Sigh. As if we don’t have enough divisiveness in this country, a familiar subset of Congressional Republicans are trotting out yet another discriminatory bill papered over with hollow rhetoric about “unity,” “commonality” and shared national vision, which will be the subject of a hearing in the House Constitution Subcommittee today. (Here’s the ACLU’s statement, which focuses mainly on the civil rights and immigration issues in the bill; I’m just covering the First Amendment in this post.)
Just the title of H.R. 997, the “English Language Unity Act of 2011,” brings to mind that old joke about the Holy Roman Empire (neither holy, nor Roman, nor an empire). The English Language Unity Act has nothing to do with promoting English language education, and especially nothing to do with “unity.” But it has everything to do with kicking the First Amendment in the teeth, and picking on the most vulnerable members of our society.
Sponsored by Rep. Steve King (R-IA), the bill does a couple of things:
• It makes English the official language of the United States. (Because in light of massive deficits, rampant unemployment, a slowing economy and the fact we’ll probably all be living underground soon due to climate change, this should be our top priority.)
• It requires all “official functions” of the U.S. government to be performed in English. This means, among many other things, tax documents, voter guides and probably signage in federal buildings. The language is broad enough it could even cover public broadcasting.

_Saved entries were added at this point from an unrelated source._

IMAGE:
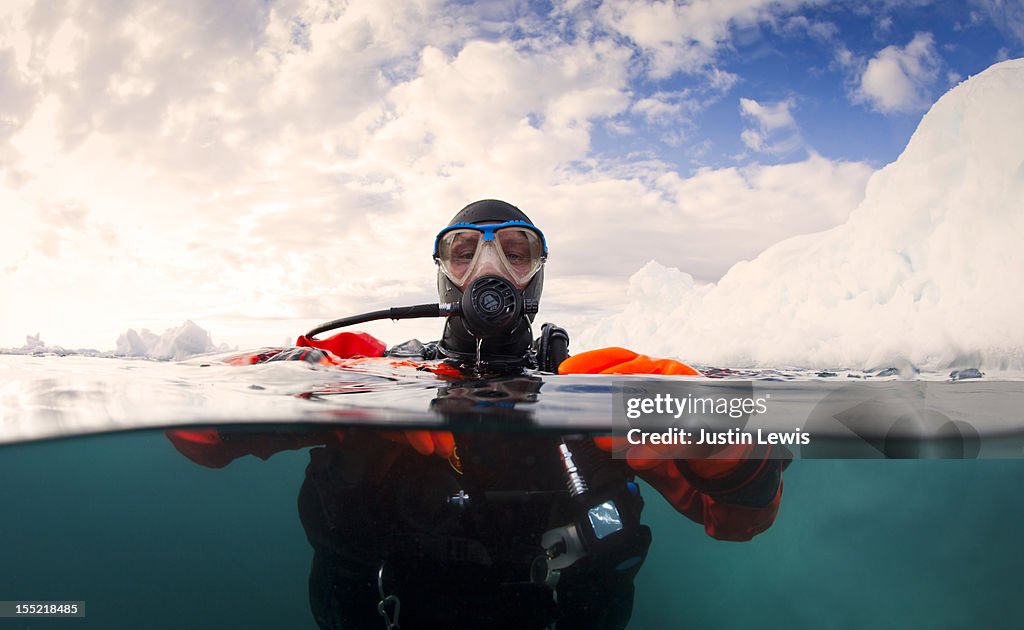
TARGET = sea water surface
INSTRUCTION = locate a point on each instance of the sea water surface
(119, 519)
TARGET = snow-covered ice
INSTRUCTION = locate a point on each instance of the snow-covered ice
(928, 269)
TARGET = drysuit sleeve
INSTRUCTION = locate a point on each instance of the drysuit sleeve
(217, 448)
(734, 496)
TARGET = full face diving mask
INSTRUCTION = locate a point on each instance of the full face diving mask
(514, 250)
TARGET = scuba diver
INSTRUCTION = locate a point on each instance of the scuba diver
(430, 529)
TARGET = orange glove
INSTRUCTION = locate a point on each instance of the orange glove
(440, 444)
(647, 457)
(621, 361)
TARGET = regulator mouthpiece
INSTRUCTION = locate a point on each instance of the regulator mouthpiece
(493, 306)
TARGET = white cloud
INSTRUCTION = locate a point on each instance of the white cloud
(774, 128)
(268, 166)
(899, 80)
(684, 37)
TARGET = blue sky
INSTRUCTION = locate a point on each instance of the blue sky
(263, 166)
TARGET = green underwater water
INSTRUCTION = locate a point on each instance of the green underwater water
(150, 540)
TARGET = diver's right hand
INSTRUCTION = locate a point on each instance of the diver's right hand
(440, 444)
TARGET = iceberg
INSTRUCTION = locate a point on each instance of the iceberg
(926, 270)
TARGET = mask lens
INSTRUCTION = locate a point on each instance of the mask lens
(457, 251)
(521, 250)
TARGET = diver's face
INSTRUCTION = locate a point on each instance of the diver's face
(512, 255)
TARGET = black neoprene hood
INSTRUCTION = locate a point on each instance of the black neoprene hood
(457, 342)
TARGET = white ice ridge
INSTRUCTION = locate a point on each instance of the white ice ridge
(175, 344)
(928, 269)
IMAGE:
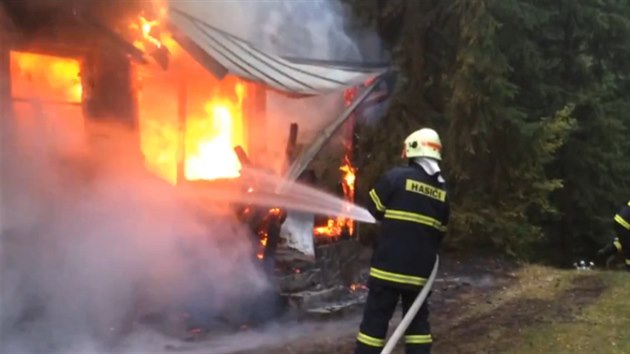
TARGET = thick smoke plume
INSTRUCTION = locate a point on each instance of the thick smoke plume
(91, 241)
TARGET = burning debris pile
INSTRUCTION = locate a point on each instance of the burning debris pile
(140, 183)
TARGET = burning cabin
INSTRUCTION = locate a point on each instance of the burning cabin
(189, 92)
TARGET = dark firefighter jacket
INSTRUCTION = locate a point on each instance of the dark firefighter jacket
(622, 241)
(623, 217)
(413, 209)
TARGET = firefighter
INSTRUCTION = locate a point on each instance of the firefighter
(411, 204)
(621, 243)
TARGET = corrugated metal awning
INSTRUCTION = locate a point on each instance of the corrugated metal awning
(238, 57)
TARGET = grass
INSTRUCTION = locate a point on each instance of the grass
(601, 327)
(548, 311)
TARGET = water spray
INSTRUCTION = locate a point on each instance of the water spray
(413, 310)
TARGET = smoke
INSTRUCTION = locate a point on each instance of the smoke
(313, 29)
(90, 243)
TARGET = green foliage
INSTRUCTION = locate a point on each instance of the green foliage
(485, 74)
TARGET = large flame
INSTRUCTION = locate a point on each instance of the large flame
(201, 126)
(210, 140)
(46, 77)
(336, 227)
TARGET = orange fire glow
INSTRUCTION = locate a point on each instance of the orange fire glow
(210, 140)
(197, 129)
(47, 92)
(264, 237)
(46, 77)
(335, 226)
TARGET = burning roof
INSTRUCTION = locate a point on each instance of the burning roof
(242, 59)
(215, 48)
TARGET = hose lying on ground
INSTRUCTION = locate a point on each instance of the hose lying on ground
(413, 310)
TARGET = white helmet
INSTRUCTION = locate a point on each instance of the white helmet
(423, 143)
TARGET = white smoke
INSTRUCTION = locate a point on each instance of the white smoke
(91, 241)
(312, 29)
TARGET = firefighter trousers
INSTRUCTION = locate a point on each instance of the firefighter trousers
(623, 235)
(379, 309)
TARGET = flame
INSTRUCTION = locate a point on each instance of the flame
(46, 77)
(210, 141)
(212, 124)
(335, 227)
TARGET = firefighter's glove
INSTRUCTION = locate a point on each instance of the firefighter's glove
(606, 252)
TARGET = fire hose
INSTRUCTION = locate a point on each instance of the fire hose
(413, 310)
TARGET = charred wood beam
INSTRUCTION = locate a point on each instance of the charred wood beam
(292, 142)
(300, 164)
(242, 156)
(136, 54)
(46, 102)
(219, 71)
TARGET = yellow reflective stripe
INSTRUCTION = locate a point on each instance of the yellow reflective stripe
(371, 341)
(619, 220)
(414, 217)
(397, 278)
(377, 200)
(419, 339)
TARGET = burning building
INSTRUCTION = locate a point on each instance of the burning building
(192, 95)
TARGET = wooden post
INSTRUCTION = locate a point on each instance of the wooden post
(182, 100)
(6, 121)
(255, 126)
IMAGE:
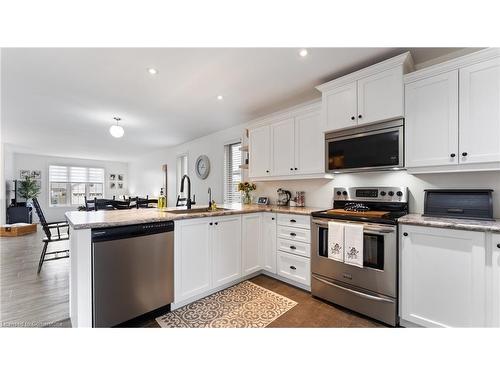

• It imposes a “uniform language testing standard” for naturalization. That is, it imposes a heightened language test for citizenship beyond what immigrants have been taking for generations. Anybody seeking U.S. citizenship would now have to “understand generally the English language text of the Declaration of Independence, the Constitution, and the laws of the United States made in pursuance of the Constitution.” Most lawyers I know couldn’t pass such a test.
• Finally, and this is the best, it appears to bar members of Congress or any other officer or agent of the federal government from “officially” conversing in any language other than English (but said member or officer may converse “unofficially” in another language).
The legislation has a few other wrinkles, but these four are the First Amendment all-stars. Taking all of these provisions into account, it’s not hyperbole to say that the bill would shut off government access for language minorities.
The bill clearly violates both the spirit and letter of the Constitution. Spiritually, the Constitution is a document obsessed with the free flow of ideas (in whatever language) and the accountability and accessibility of federal, state and local governments to the people. These principles inform the First Amendment, of course, but they are also evident in the intellectual property clause, the Speech and Debate Clause and even the Privileges and Immunities Clauses, which reaffirm petition rights across all levels of government.
In fact, you could make an argument that the lack of an official language in the U.S. is part and parcel of this philosophical underpinning. Numerous other constitutional democracies (Canada, France and India, to name just a few) have official languages in their constitutions. In many cases, they’ve done so to suppress regional and minority languages (though, in the case of Canada, the official language policies reflect the historic bilingualism in the country, but also have unintended negative effects on newer language minorities, including, especially, Asian immigrants).
By contrast, in the United States, the unique focus on freedom of expression means linguistic freedom of expression as well. Indeed, in Meyer v. Nebraska (1923), foreign-language education was one of the first cases recognizing a right under “substantive due process” to linguistic freedom, and later Supreme Court decisions have expressly recognized that this Fourteenth Amendment analysis incorporates the First Amendment right as well. The Court found as much in Tinker, the foundational case for students’ free speech rights in school. And, in Griswold, the case providing for a constitutional right to contraception, Justice Douglas wrote with respect to Meyer, “the State may not, consistently with the spirit of the First Amendment, contract the spectrum of available knowledge. The right to freedom of speech and press includes not only the right to utter or to print, but the right to distribute, the right to receive, the right to read and freedom of inquiry, freedom of thought, and freedom to teach . . . .”
The United States should be very proud not to have English as an official language. It’s testament to our national commitment to freedom of expression—unique throughout the world. It’s also testament to our inclusivity (proposed legislation like the Unity Act aside). The hearing tomorrow will showcase one of the ugliest and most insular policy proposals in the United States. I hope it doesn’t receive any more attention than it’s due, which is very little.
(Late Post-Script: Ranking Member Conyers read his statement at the English-only hearing in Spanish! I laughed, but also, that would be illegal under the bill.)